As Pope John Paul II noted in his 1984 document Reconciliatio Et Paenitentia
To speak of social sin means in the first place to recognize that, by virtue of human solidarity which is as mysterious and intangible as it is real and concrete, each individual’s sin in some way affects others. This is the other aspect of that solidarity which on the religious level is developed in the profound and magnificent mystery of the communion of saints, thanks to which it has been possible to say that “every soul that rises above itself, raises up the world.” To this law of ascent there unfortunately corresponds the law of descent. Consequently one can speak of a communion of sin, whereby a soul that lowers itself through sin drags down with itself the church and, in some way, the whole world. In other words, there is no sin, not even the most intimate and secret one, the most strictly individual one, that exclusively concerns the person committing it. With greater or lesser violence, with greater or lesser harm, every sin has repercussions on the entire ecclesial body and the whole human family. According to this first meaning of the term, every sin can undoubtedly be considered as social sin.

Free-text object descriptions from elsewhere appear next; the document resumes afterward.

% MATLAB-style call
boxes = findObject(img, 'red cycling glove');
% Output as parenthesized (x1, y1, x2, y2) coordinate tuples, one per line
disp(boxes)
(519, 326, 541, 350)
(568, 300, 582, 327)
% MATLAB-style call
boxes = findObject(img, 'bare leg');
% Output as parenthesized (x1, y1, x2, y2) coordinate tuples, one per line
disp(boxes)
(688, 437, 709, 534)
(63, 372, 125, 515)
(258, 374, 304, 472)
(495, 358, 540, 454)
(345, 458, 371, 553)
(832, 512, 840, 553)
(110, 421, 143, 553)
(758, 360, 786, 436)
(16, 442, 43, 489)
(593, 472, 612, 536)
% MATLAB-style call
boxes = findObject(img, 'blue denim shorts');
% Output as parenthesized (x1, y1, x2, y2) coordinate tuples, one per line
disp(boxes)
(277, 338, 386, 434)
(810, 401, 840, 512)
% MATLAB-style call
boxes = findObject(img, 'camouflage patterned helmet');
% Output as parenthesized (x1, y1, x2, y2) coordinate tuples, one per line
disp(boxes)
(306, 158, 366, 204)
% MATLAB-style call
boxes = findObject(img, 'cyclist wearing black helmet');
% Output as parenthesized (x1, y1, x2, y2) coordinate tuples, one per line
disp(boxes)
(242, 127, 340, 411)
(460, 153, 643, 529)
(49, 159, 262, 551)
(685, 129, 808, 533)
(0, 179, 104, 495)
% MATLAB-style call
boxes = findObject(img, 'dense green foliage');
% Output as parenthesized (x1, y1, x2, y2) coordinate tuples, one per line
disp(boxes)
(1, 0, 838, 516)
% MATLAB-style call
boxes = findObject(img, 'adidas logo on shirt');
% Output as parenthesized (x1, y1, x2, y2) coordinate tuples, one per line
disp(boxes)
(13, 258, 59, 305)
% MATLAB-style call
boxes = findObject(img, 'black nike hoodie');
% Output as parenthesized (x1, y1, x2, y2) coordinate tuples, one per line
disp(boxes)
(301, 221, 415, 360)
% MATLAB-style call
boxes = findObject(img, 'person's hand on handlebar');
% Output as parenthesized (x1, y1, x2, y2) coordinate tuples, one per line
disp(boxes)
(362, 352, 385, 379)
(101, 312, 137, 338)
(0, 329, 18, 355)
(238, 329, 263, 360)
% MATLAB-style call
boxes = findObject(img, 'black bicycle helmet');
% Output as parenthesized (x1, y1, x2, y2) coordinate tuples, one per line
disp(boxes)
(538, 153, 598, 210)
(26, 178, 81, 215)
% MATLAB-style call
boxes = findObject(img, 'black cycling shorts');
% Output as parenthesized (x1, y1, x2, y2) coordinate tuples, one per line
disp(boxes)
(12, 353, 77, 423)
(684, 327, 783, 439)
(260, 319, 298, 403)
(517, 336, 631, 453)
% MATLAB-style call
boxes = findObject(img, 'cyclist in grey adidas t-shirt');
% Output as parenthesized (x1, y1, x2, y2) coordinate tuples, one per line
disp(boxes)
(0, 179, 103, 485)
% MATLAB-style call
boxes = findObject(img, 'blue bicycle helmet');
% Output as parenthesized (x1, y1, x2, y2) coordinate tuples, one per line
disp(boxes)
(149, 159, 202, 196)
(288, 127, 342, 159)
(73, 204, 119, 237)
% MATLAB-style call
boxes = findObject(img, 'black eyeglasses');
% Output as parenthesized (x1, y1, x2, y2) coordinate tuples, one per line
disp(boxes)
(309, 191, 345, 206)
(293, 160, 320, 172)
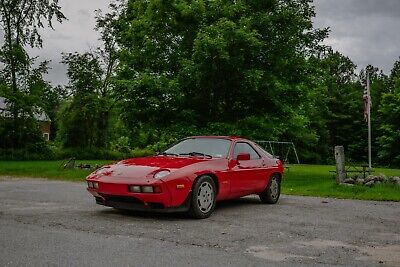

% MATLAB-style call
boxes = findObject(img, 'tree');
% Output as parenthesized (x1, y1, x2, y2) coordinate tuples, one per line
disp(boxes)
(0, 0, 66, 148)
(114, 0, 203, 131)
(58, 2, 123, 149)
(378, 58, 400, 166)
(58, 52, 104, 148)
(0, 60, 52, 156)
(112, 0, 328, 149)
(93, 1, 125, 147)
(358, 65, 389, 164)
(319, 50, 365, 161)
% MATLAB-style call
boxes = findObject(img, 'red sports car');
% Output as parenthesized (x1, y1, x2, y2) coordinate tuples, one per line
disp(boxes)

Again: "... every sin has repercussions on ... the whole human family."
Every time we tell a lie for personal gain
Every time we intentionally view pornography
Every time we gossip
Every time we chose not to try to stop wrongful actions
Every time we cheat on expense accounts or income taxes
Every time we participate in an abortion
Every time we use use office equipment for private purposes
Every time we legislate immoral acts, or vote for those who pass such legislation
Every time we swear at another driver
Every time we have sex outside of marriage
Yes, every time we do anything wrong - even the things we try to justify and rationalize through saying it's because of love - we affect others.
We harm others.
We harm them because through even our supposedly private actions we add to the evil in the world - or at least decrease the opportunities for good to flow froth freely from God.
We harm them because all our actions color how we view the world and interact with others.
We need only think of the story of the Fall - even if it is not taken literally.
Adam and Eve committed their offense in private. There was no one else there to witness their action (except, of course, God). Yet it is a basic Christian lesson that their action continues to affect us all.
But to counter the effects of that "private" sin, Jesus dying on the cross - the action of one Person - offered us all the opportunity for salvation.
The movie even gives us a taste of good actions touching others.
When evil seems on the verge of winning, the people of New York, singing together, treating each other well if only for a few moments, spread good to others and weaken the power of evil, allowing the heroes to triumph.
We all need to keep that in mind.
Even as we exercise our fictional "right to privacy."
Because that's true reality - and not a laughing matter.